Speed up supply stock wizard

Hi,

I’m trying to improve the performance of supply stock wizard. Currently or database have the following figures:

  • Product Template: 4.500 records
  • Product Product: 60.000 records (there are products that have more than 100 variants other just one)
  • Stock move: 93.000 records.

On our current database the process more than 12 minutes as we currently have the following functions executed:

  1. Shipments internal are created
  2. Purchase requests are created
  3. New shipments are generated as we have order points to generate internal shipments to supply demand for the first internal shipments
  4. Purchase requests are recomputed (but nothing new is created).

After some digging I found most of the time is spent reading the 60.000 products. Which is run every in every step (internal and purchase requests).

For example I just found that changing this code from generate_shipment_internal :

        products = Product.search([
                ('type', 'in', ['goods', 'assets']),
                ], order=[('id', 'ASC')])
        product_ids = [p.id for p in products]

Into:

        products = Product.search([
                ('type', 'in', ['goods', 'assets']),
                ], order=[('id', 'ASC')], query=True)
        cursor = Transaction().connection.cursor()
        cursor.execute(*products)
        product_ids = [p[0] for p in cursor.fetchall()]

To avoid reading all the product fields provided a performance improvement of 2minutes and 24seconds.

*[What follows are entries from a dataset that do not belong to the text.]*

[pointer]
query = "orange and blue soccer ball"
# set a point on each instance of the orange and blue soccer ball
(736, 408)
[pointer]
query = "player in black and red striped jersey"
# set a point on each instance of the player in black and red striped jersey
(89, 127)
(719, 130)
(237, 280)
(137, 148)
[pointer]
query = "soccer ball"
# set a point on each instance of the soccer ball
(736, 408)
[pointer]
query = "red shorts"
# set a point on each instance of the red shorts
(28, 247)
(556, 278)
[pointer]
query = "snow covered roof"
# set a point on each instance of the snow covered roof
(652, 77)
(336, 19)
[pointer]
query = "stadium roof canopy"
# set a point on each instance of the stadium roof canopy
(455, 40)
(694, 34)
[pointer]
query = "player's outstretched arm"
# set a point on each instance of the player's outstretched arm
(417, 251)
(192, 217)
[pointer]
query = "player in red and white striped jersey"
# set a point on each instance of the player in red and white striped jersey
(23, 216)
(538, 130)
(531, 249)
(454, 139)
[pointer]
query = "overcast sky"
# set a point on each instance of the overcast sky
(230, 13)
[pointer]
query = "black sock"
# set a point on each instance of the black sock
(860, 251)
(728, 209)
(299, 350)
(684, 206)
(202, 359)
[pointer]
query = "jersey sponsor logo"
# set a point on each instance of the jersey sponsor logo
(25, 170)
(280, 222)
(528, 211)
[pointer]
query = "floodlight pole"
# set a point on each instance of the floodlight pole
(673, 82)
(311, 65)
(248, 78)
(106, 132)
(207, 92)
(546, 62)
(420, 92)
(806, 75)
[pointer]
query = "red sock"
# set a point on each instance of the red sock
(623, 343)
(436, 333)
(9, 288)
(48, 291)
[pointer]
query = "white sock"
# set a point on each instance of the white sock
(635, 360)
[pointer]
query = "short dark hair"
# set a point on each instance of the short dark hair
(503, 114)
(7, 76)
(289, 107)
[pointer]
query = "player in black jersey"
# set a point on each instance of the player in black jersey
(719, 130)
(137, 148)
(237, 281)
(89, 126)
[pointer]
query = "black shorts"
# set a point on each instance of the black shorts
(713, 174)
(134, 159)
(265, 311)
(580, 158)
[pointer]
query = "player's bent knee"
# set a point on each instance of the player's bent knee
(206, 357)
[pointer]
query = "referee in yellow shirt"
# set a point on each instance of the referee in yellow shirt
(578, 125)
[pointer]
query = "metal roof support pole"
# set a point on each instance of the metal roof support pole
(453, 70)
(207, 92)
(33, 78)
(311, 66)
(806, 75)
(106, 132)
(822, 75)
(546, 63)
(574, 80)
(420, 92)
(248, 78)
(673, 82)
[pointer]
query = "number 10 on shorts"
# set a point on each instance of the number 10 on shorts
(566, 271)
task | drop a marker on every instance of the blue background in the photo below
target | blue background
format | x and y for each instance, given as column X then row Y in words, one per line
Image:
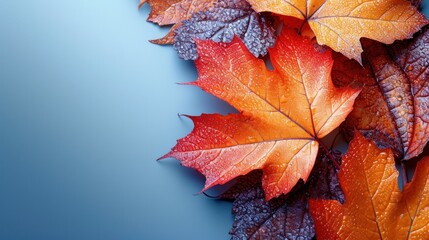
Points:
column 86, row 107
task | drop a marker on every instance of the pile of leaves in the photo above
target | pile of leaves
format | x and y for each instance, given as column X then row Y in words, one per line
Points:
column 296, row 70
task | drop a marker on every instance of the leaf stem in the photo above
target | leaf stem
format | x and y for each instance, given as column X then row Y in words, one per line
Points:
column 404, row 174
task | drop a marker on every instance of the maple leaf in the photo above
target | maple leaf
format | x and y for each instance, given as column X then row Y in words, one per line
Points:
column 282, row 115
column 374, row 206
column 220, row 23
column 173, row 12
column 323, row 183
column 340, row 24
column 285, row 217
column 392, row 108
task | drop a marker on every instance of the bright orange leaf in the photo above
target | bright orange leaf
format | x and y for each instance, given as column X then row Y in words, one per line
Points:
column 392, row 109
column 374, row 206
column 282, row 112
column 168, row 12
column 340, row 24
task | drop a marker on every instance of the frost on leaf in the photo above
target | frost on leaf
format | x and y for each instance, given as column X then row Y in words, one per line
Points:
column 285, row 217
column 282, row 115
column 393, row 106
column 220, row 23
column 323, row 183
column 173, row 12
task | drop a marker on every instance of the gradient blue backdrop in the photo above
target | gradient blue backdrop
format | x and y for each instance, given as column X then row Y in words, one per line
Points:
column 86, row 107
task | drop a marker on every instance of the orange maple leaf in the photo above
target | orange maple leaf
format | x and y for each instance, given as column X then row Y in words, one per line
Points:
column 282, row 112
column 374, row 206
column 340, row 24
column 173, row 12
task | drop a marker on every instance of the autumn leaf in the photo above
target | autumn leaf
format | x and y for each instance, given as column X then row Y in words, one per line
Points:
column 393, row 107
column 285, row 217
column 323, row 183
column 340, row 24
column 374, row 206
column 173, row 12
column 220, row 23
column 282, row 115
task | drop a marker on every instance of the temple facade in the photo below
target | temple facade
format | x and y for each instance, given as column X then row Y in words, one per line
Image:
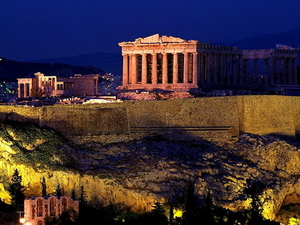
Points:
column 42, row 85
column 168, row 63
column 36, row 209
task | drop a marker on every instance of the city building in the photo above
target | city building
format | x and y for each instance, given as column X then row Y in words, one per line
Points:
column 173, row 64
column 36, row 209
column 41, row 85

This has a very big impact on the database and I’m wondering which may cause the ORM to take so much time to load this data. I executed the query used to read the products and the database and it just takes 50ms:

# EXPLAIN ANALYZE SELECT "a"."id" AS "id", "a"."active" AS "active", "a"."code" AS "code", "a"."color" AS "color", "a"."create_date" AS "create_date", "a"."create_uid" AS "create_uid", "a"."manufacturer_code" AS "manufacturer_code", "a"."odoo_id" AS "odoo_id", "a"."replaced_by" AS "replaced_by", "a"."size" AS "size", "a"."suffix_code" AS "suffix_code", "a"."template" AS "template", "a"."write_date" AS "write_date", "a"."write_uid" AS "write_uid", CAST(EXTRACT('EPOCH' FROM COALESCE("a"."write_date", "a"."create_date")) AS VARCHAR) AS "_timestamp" FROM "product_product" AS "a" LEFT JOIN "product_template" AS "b" ON ("b"."id" = "a"."template") WHERE ((("b"."type" IN ('goods', 'assets')) AND true) AND ((("b"."consumable" = false) OR ("b"."consumable" IS NULL)) AND true) AND (("b"."purchasable" = true) AND true) AND ("a"."active" AND "b"."active")) ORDER BY "a"."id" ASC
;
                                                                        QUERY PLAN
-----------------------------------------------------------------------------------------------------------------------------------------------------------
 Nested Loop  (cost=0.58..8234.56 rows=58149 width=105) (actual time=0.022..48.284 rows=60295 loops=1)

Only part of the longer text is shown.